There is a second dimension of attention that designers need to be aware of, and that is how narrow our attentional focus is. Our field of vision associated with conscious attention is limited to something about the size of the tip of your finger. Take a look at the top of one of Escher's famous drawings of a never-ending staircase (below).
As you look across the image you know something is wrong, but you know this from memory. You can't actually "see" the contradiction in the picture. Cases of this contradiction are too far apart to see at one time.
The inability to attend to everything going on and the narrow focus of our attention lead to two related phenomenon, both of which affect interface design:
As an example of inattentional blindness in interface design, we recently evaluated a site with 32 participants, 27 of whom were experienced with the site. The main output screen was divided into three tabs. Participants saw the first tab by default. When asked about information that was located in the third tab, participants found the information in the third tab with no difficulty. However, when asked about information that was in the middle tab, only one of the 32 participants found the information.
When the middle tab was then pointed out to the participants, they did not claim that they had seen it, assumed the information they were looking for was somewhere else, and consciously chose to look elsewhere. Instead, they stated that they had not seen the tab even though it was positioned between two other tabs they had previously visited.
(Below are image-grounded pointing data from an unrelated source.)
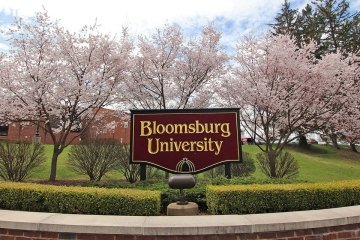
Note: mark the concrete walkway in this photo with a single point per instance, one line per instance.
(179, 225)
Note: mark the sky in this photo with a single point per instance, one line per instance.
(234, 18)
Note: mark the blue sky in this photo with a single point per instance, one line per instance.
(234, 18)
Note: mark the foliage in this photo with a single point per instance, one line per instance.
(286, 165)
(83, 200)
(61, 78)
(171, 71)
(244, 199)
(95, 158)
(131, 172)
(334, 28)
(273, 82)
(17, 160)
(243, 169)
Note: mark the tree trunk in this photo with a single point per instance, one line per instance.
(353, 147)
(56, 153)
(333, 138)
(272, 163)
(303, 142)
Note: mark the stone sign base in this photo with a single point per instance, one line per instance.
(189, 209)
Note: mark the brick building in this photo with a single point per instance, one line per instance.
(108, 124)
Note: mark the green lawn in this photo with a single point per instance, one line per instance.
(320, 163)
(64, 172)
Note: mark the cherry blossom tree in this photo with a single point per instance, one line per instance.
(346, 122)
(283, 90)
(169, 71)
(60, 77)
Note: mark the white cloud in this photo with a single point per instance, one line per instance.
(142, 15)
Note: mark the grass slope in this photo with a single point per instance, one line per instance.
(318, 164)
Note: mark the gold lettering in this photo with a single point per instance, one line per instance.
(150, 149)
(225, 130)
(185, 146)
(164, 146)
(199, 127)
(218, 145)
(145, 128)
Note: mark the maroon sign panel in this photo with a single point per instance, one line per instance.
(185, 141)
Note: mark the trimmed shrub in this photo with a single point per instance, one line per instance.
(244, 169)
(17, 160)
(283, 165)
(244, 199)
(82, 200)
(96, 157)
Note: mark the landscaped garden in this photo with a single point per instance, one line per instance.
(327, 178)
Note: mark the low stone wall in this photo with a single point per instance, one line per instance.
(337, 223)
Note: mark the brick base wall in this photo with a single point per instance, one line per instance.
(344, 232)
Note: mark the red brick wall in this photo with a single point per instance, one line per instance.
(344, 232)
(120, 132)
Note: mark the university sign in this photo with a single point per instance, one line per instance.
(185, 141)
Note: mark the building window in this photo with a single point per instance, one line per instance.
(4, 130)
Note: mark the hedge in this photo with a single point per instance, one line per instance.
(81, 200)
(245, 199)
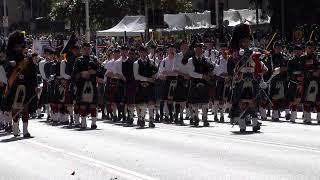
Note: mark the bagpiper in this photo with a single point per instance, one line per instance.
(22, 84)
(311, 82)
(144, 73)
(85, 73)
(296, 79)
(246, 68)
(199, 69)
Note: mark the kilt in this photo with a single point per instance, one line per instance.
(199, 91)
(44, 98)
(311, 93)
(65, 91)
(130, 92)
(86, 92)
(182, 90)
(220, 94)
(100, 95)
(295, 90)
(51, 92)
(145, 92)
(170, 87)
(278, 89)
(159, 90)
(115, 91)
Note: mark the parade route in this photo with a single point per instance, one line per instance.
(280, 151)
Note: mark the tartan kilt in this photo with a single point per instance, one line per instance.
(295, 91)
(115, 91)
(311, 93)
(182, 90)
(100, 94)
(159, 90)
(44, 97)
(170, 87)
(199, 91)
(51, 92)
(130, 92)
(145, 92)
(64, 91)
(220, 94)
It's not that they never looked at the tab. They had to look at it, or at least move their eye across it. But discussions suggested that the title of this tab had so little meaning in this context that they actively discarded it from their conscious awareness.
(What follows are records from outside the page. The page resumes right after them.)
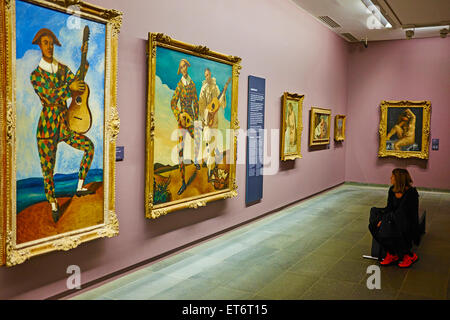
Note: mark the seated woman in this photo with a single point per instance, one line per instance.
(396, 227)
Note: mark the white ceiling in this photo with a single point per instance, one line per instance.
(354, 17)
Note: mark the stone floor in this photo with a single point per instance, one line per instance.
(311, 250)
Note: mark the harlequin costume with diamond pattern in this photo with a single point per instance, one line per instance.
(53, 91)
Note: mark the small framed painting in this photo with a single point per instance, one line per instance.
(191, 126)
(320, 120)
(339, 127)
(58, 125)
(405, 129)
(291, 126)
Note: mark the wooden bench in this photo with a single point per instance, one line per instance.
(377, 252)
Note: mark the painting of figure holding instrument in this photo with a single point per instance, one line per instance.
(60, 116)
(192, 122)
(210, 100)
(54, 83)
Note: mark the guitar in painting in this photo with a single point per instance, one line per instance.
(214, 105)
(79, 115)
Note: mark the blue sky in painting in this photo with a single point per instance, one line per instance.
(167, 67)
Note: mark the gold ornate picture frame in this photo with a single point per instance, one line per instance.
(56, 172)
(319, 128)
(291, 126)
(405, 129)
(339, 127)
(191, 130)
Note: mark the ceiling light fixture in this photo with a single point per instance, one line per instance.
(409, 34)
(375, 11)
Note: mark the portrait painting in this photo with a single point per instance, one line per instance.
(320, 120)
(404, 129)
(339, 127)
(291, 126)
(192, 114)
(62, 124)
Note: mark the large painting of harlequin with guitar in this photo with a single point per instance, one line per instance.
(192, 117)
(63, 104)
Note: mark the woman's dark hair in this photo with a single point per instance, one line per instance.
(402, 180)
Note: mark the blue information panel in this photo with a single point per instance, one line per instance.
(120, 153)
(255, 139)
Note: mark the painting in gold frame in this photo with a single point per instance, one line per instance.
(191, 126)
(291, 126)
(56, 171)
(339, 127)
(319, 128)
(405, 129)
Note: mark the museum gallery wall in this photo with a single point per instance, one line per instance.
(141, 239)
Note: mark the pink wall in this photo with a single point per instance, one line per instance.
(417, 69)
(277, 41)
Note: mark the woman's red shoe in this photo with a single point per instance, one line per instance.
(408, 260)
(389, 259)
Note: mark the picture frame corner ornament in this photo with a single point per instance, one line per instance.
(14, 256)
(114, 124)
(10, 122)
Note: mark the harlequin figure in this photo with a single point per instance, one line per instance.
(187, 117)
(53, 82)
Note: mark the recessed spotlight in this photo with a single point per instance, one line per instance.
(409, 34)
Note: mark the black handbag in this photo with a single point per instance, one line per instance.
(388, 229)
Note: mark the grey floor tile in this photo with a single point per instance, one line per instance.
(406, 296)
(223, 293)
(334, 248)
(425, 283)
(220, 274)
(104, 289)
(356, 253)
(145, 289)
(310, 250)
(330, 289)
(288, 286)
(307, 243)
(283, 259)
(189, 289)
(315, 265)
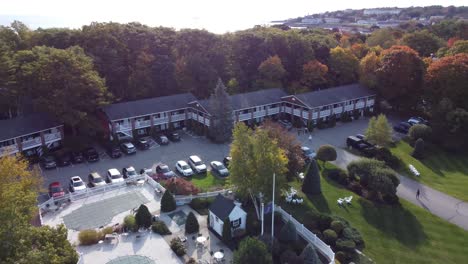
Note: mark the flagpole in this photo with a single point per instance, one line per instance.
(273, 211)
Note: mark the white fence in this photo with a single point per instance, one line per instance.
(308, 236)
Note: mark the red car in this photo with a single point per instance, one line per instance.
(56, 190)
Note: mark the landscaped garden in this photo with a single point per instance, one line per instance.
(443, 171)
(392, 233)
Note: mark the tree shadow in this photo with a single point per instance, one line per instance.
(395, 221)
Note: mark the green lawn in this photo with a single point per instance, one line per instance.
(392, 234)
(440, 170)
(208, 182)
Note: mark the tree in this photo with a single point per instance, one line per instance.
(368, 70)
(221, 114)
(314, 74)
(311, 184)
(288, 233)
(60, 80)
(168, 203)
(309, 254)
(227, 231)
(252, 250)
(272, 72)
(326, 153)
(424, 42)
(418, 151)
(191, 224)
(143, 217)
(401, 73)
(343, 66)
(379, 131)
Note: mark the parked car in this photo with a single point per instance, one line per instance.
(48, 162)
(308, 153)
(128, 148)
(77, 157)
(162, 140)
(91, 154)
(183, 168)
(402, 127)
(114, 152)
(219, 169)
(197, 164)
(174, 136)
(56, 190)
(163, 172)
(95, 180)
(114, 176)
(77, 184)
(227, 160)
(142, 144)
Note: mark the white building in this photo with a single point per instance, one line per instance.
(223, 208)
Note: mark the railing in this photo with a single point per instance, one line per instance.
(308, 236)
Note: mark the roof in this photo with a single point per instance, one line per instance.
(251, 99)
(222, 207)
(25, 125)
(334, 95)
(147, 106)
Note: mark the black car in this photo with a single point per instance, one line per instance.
(77, 157)
(114, 152)
(64, 159)
(402, 127)
(142, 144)
(91, 154)
(174, 136)
(48, 162)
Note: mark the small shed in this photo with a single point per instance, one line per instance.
(222, 208)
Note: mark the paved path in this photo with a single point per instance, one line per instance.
(438, 203)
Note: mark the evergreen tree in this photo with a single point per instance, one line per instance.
(311, 184)
(221, 114)
(168, 202)
(191, 225)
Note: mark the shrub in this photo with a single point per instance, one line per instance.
(345, 245)
(191, 225)
(159, 227)
(130, 223)
(178, 247)
(337, 226)
(143, 217)
(420, 131)
(179, 186)
(168, 202)
(88, 237)
(288, 233)
(330, 236)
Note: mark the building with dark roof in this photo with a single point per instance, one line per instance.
(29, 133)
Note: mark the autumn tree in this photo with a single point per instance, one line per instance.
(343, 66)
(221, 122)
(400, 75)
(314, 74)
(271, 72)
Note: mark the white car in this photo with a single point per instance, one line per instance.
(197, 164)
(114, 176)
(183, 168)
(77, 184)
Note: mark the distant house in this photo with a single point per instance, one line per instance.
(223, 208)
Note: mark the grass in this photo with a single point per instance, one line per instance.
(440, 170)
(208, 182)
(392, 234)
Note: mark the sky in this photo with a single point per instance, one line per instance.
(218, 16)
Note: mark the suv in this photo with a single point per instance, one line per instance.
(197, 164)
(128, 148)
(95, 179)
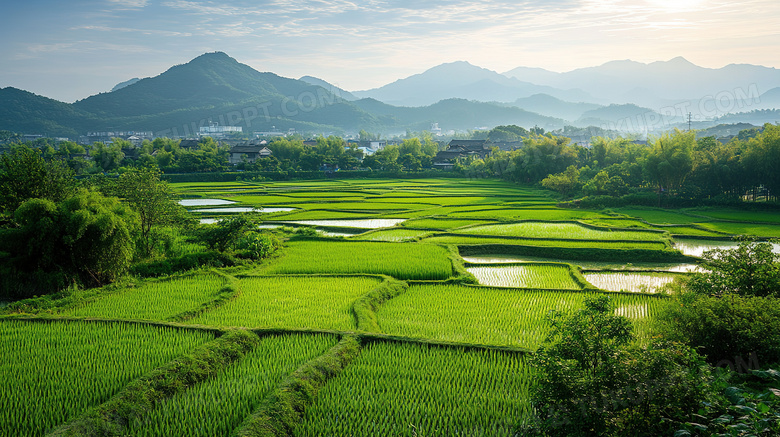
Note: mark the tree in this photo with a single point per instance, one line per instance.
(671, 159)
(24, 174)
(151, 198)
(85, 239)
(590, 381)
(108, 157)
(564, 182)
(751, 269)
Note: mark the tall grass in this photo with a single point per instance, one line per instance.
(292, 302)
(419, 390)
(155, 300)
(51, 372)
(490, 316)
(559, 230)
(217, 406)
(402, 261)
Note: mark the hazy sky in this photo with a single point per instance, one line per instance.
(70, 50)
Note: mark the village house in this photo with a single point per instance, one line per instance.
(252, 150)
(458, 149)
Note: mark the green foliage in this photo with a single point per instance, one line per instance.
(154, 300)
(589, 382)
(292, 302)
(399, 260)
(24, 175)
(724, 327)
(219, 405)
(751, 269)
(190, 261)
(565, 182)
(53, 371)
(491, 316)
(136, 399)
(402, 389)
(86, 239)
(151, 198)
(282, 412)
(747, 404)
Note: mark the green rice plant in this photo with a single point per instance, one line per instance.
(402, 389)
(463, 239)
(217, 406)
(757, 229)
(559, 230)
(738, 215)
(318, 214)
(491, 316)
(526, 214)
(434, 223)
(693, 247)
(399, 260)
(154, 300)
(396, 235)
(292, 302)
(526, 276)
(661, 216)
(635, 282)
(368, 223)
(53, 371)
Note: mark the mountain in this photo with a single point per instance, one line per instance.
(770, 99)
(344, 94)
(24, 112)
(546, 104)
(658, 83)
(121, 85)
(464, 81)
(627, 118)
(456, 114)
(216, 87)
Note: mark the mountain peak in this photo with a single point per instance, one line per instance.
(213, 57)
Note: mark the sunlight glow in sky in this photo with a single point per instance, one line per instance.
(70, 50)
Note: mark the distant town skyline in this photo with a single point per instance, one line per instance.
(70, 50)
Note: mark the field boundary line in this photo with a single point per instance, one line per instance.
(283, 409)
(113, 417)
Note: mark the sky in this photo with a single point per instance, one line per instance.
(71, 50)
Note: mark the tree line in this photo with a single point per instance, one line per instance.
(675, 165)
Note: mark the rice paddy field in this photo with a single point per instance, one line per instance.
(291, 302)
(52, 372)
(526, 276)
(490, 316)
(435, 357)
A common example of change blindness in interface design occurs when a website link on a page takes the user from one section of the site (e.g., a tab) to another section (a different tab). Even if the change on the screen is highlighted somehow to try to show the change to the user (e.g., a tab color change), users almost universally miss this indicator and fail to realize they have jumped to a totally new section of the site. On such design, indicators are simply too far away visually for our limited attentional focus, so the change is never noticed. As a result, users lose track of where they are, how they got there, and how to get back.
This phenomenon even occurs when a link on a site opens a new site, even though changes in the banner, primary navigation, color scheme, and other visual elements appear to be obvious. Users often end up on the new website and never realize it. They will go to the Home page on the new website without realizing it's an entirely different site. And, as I discussed last month, this phenomenon is more likely to occur the more the user is focused. The mind is forced to filter out details it assumes are not relevant to the task in order to maintain its high level of focus. We call this particular phenomenon "letting the user get lost in hyperspace."
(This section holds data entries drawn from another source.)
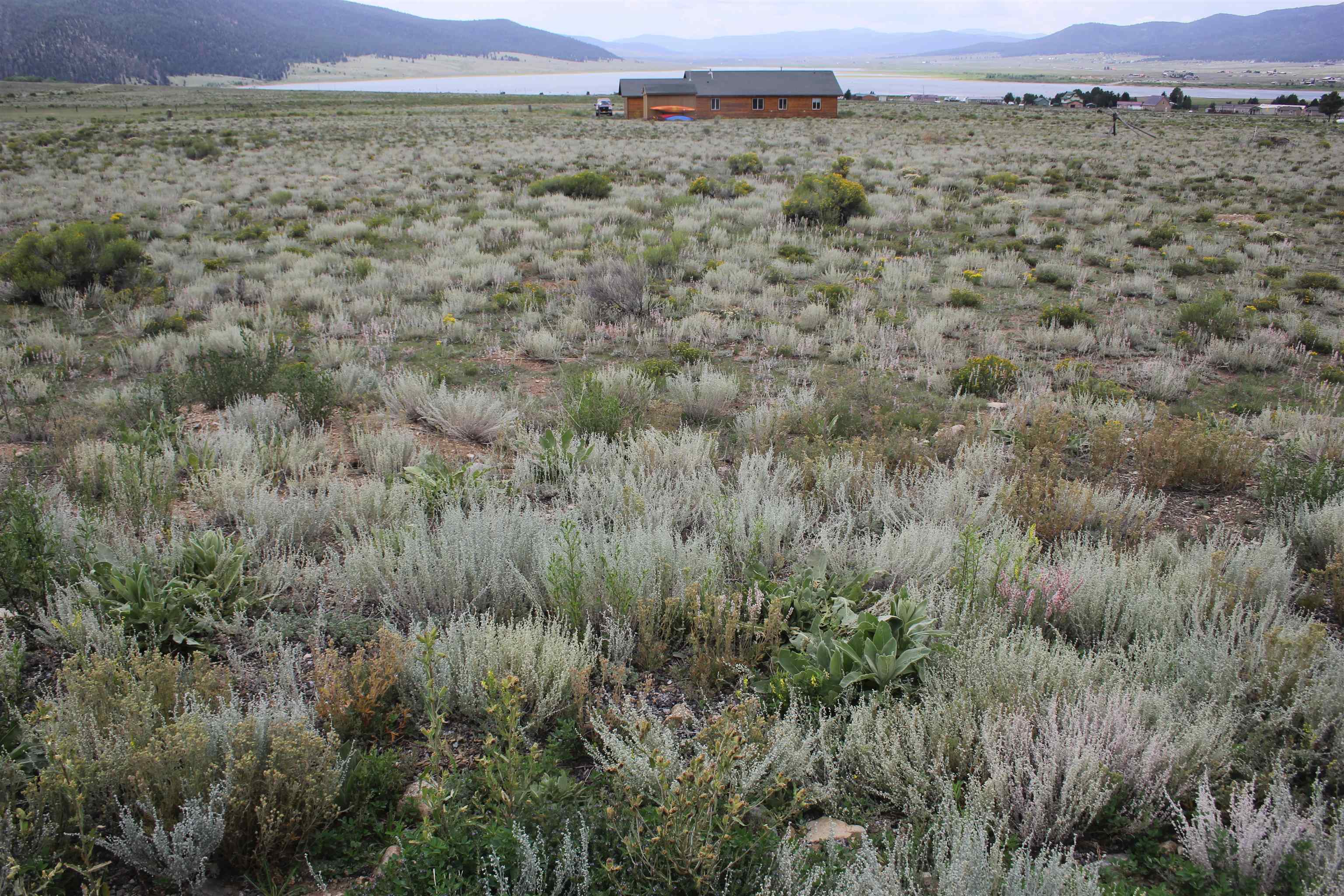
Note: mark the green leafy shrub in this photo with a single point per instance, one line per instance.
(687, 354)
(310, 393)
(76, 256)
(1159, 237)
(1006, 182)
(987, 377)
(32, 559)
(1318, 280)
(815, 593)
(796, 254)
(659, 368)
(592, 410)
(1311, 338)
(1068, 316)
(746, 163)
(585, 185)
(220, 378)
(831, 294)
(437, 483)
(209, 582)
(827, 199)
(561, 455)
(158, 730)
(720, 189)
(966, 299)
(1215, 315)
(881, 648)
(171, 324)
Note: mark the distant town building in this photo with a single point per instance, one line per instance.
(735, 94)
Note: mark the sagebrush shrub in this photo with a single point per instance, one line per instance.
(704, 393)
(471, 414)
(220, 378)
(619, 288)
(987, 377)
(1179, 453)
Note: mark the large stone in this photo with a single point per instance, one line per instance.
(413, 798)
(680, 715)
(822, 831)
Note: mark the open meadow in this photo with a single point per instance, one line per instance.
(430, 495)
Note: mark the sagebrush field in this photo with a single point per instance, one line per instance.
(405, 495)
Designers need to be aware of both limitations of the user's attention (the single attentional process and the limited attention focus) and try to find ways to work within these limits. Nearly all websites could reduce these attentional issues by reducing the amount of visual complexity on individual pages.
Opening a new site in a new window that is smaller than the current window is enough to break the user's attentional focus so they realize the event that actually just happened.
Attentional issues associated with moving across a site can be addressed by providing text descriptions of what's about to happen ("More information is available in the [link] section of the site"). The reference can be formatted in a way that suggests this transition like we do in print (e.g., "See also [link]"). Both of these changes put the transition notice within the user's limited field of attention.
Of course, all interface changes intended to show transitions should be evaluated in user-based testing and adjusted as needed.